We experimented a bit elsewhere in the area with the French ‘jardin’ system but it mainly brought howls of rage and frustration from our daughter. We wanted her to have proper lessons but the French system didn’t seem right and we couldn’t commit to a whole week – she definitely didn’t want to ski every day.
At Monetier – there is a beautiful area at the bottom of the slopes called Pre Chabert which has two Poma’s, a rope tow, and a tapis Volant (moving carpet!). There’s no having to go up the mountain in bubbles – you can come and go as you like. Most importantly there’s great easy toilet facilities close by, – some very quick removals of skis and running to the toilet is necessary at this age!. You can return to your van for an afternoon kip….equally important for the very young.
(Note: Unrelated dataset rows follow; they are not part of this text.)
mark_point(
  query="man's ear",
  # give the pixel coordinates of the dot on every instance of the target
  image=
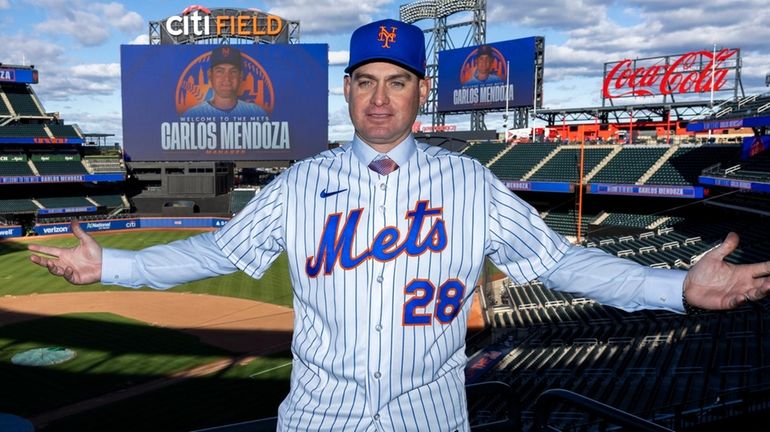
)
(346, 88)
(424, 88)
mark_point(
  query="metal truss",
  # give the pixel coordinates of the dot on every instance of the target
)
(626, 113)
(439, 38)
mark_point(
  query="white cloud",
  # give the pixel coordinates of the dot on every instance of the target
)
(327, 16)
(554, 14)
(142, 39)
(98, 71)
(338, 57)
(88, 23)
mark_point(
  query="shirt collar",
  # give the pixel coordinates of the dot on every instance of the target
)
(400, 153)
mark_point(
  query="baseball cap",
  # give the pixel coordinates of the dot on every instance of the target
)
(390, 41)
(485, 50)
(226, 54)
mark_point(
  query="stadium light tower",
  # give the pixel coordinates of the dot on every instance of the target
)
(439, 39)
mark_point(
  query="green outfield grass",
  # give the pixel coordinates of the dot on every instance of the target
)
(113, 353)
(241, 393)
(116, 353)
(18, 276)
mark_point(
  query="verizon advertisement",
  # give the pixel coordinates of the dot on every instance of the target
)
(693, 72)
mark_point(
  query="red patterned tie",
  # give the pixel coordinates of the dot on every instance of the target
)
(383, 166)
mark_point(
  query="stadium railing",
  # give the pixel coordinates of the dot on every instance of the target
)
(550, 399)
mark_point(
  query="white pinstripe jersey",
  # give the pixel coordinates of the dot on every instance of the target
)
(381, 267)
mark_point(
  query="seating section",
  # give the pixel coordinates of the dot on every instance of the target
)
(21, 99)
(520, 160)
(565, 165)
(565, 223)
(647, 362)
(485, 151)
(109, 200)
(62, 202)
(628, 166)
(14, 165)
(687, 163)
(59, 164)
(630, 219)
(239, 198)
(17, 206)
(752, 105)
(756, 168)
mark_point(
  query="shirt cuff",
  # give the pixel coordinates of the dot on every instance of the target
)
(118, 267)
(666, 289)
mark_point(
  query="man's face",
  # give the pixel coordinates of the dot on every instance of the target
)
(483, 65)
(225, 79)
(383, 100)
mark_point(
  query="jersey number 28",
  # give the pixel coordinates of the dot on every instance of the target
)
(448, 301)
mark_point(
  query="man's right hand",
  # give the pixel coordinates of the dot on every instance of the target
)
(80, 265)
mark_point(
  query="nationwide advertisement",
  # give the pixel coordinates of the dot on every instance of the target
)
(474, 78)
(224, 102)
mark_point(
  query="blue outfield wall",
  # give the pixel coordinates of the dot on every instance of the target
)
(66, 178)
(10, 231)
(518, 185)
(735, 183)
(127, 224)
(664, 191)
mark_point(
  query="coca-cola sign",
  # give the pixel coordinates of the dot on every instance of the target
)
(687, 73)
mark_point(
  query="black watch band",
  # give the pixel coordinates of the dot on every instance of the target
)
(690, 309)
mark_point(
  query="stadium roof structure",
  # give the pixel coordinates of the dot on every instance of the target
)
(688, 110)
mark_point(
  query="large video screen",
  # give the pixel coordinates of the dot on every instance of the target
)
(474, 78)
(224, 102)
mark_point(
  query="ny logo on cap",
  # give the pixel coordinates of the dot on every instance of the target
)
(387, 37)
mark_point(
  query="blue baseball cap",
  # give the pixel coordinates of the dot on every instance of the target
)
(390, 41)
(226, 54)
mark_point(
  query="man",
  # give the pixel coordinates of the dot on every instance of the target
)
(385, 240)
(484, 73)
(225, 77)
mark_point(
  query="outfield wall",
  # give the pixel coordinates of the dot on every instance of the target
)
(124, 224)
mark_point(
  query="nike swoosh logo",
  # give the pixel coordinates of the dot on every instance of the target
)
(325, 194)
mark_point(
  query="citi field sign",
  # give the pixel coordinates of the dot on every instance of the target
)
(197, 20)
(692, 72)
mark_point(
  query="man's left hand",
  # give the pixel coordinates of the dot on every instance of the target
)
(713, 283)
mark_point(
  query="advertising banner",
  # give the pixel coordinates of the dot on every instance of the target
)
(224, 102)
(474, 78)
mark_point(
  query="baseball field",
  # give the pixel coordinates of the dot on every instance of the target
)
(199, 355)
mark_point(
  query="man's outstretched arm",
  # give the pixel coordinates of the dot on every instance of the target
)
(80, 265)
(161, 267)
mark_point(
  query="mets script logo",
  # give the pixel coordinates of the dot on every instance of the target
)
(193, 85)
(387, 37)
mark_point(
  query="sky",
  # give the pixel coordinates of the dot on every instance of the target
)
(75, 44)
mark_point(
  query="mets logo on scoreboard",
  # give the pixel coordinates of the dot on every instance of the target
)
(194, 84)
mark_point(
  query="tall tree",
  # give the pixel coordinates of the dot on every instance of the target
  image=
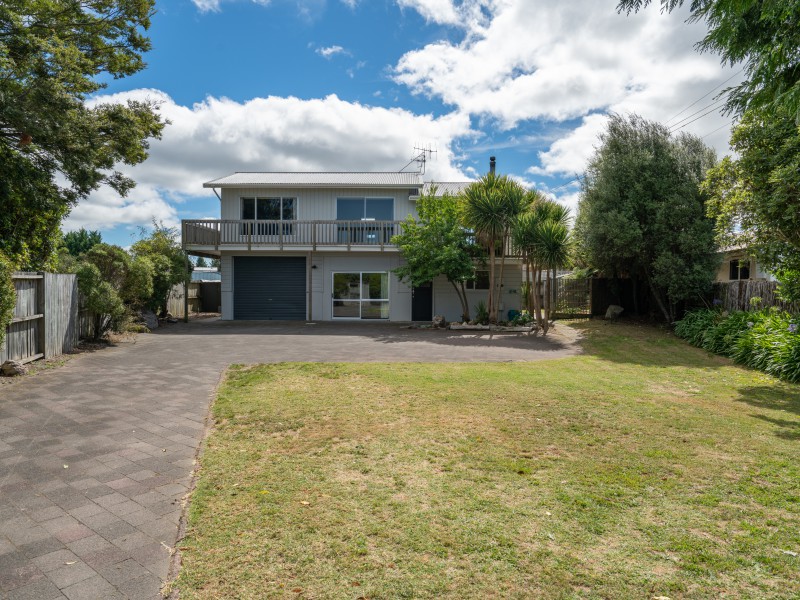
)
(755, 198)
(435, 243)
(491, 205)
(55, 145)
(542, 236)
(162, 248)
(762, 34)
(642, 213)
At the base is also a large bar and cafeteria which also is fantastic for lunch; Orangina and chips being the choice ‘menu enfant’ of our daughter. And endless crepes to follow!
Luckily also, for we were on a tight budget, children under 6 ski free, and the adult pass for Pre Chabert was very cheap. Whoever was not ‘teaching’ could go off and ski for 3 hours, and then we could swap over. Local Monetier 3 hour passes are also available which were a great help – plenty of demanding blacks and off piste fun even in 3 hours and much cheaper than buying a day pass for the entire Serre Che resort. A combination of: skiing holding onto a pole together; shouting, ‘pizza’ a lot; bribery with haribo; skiing like silly animals; skiing on one leg, singing songs, and frequent stops for chocolat chaud soon had her flying down the baby slopes.
We then braved taking bubbles up the mountain futher down the Serre Chevalier valley in Chantemerle and Villeneuve, and skiing long green runs back down. This gave her a great sense of adventure and achievement and was relatively controllable. We also got to visit some great other restaurants and sample other hot chocolate and chips – discovering, by the way, the great kids menu in the Grand Alpe restaurant above Chantemerle, which not only gives them nuggets and chips, a drink, a pomme pot – but greatest of all, a kinder egg!
Quickly, we were ready to head all over the mountain and Serre Chevalier came up trumps again with all under 6 going free as long as you get a pass for them at the same time as you get the adult passes.
At about this time we decided we couldn’t really teach our daughter anymore and enlisted the help of Ski NewGen in Serre Chevalier. This is an English ski school based in Monetier. It doesn’t seem to be like other ski schools. The lessons are all in English, they have very small groups, and seem to be much more fun for the average child than all the other ski schools we have tried. One lesson, the children came back particularly hyper after learning to jump on and off picnic tables in the woods. One of the instructors, Simone, even inspired my friends’ children to want to ski – after years of being seriously reluctant skiers. They came back: demanded twin tips; set off for the snow park; and have never looked back. Now the children are older, Ski NewGen are teaching them all sorts of monkeydom, and making sure their parents are having a really hard time keeping up with them.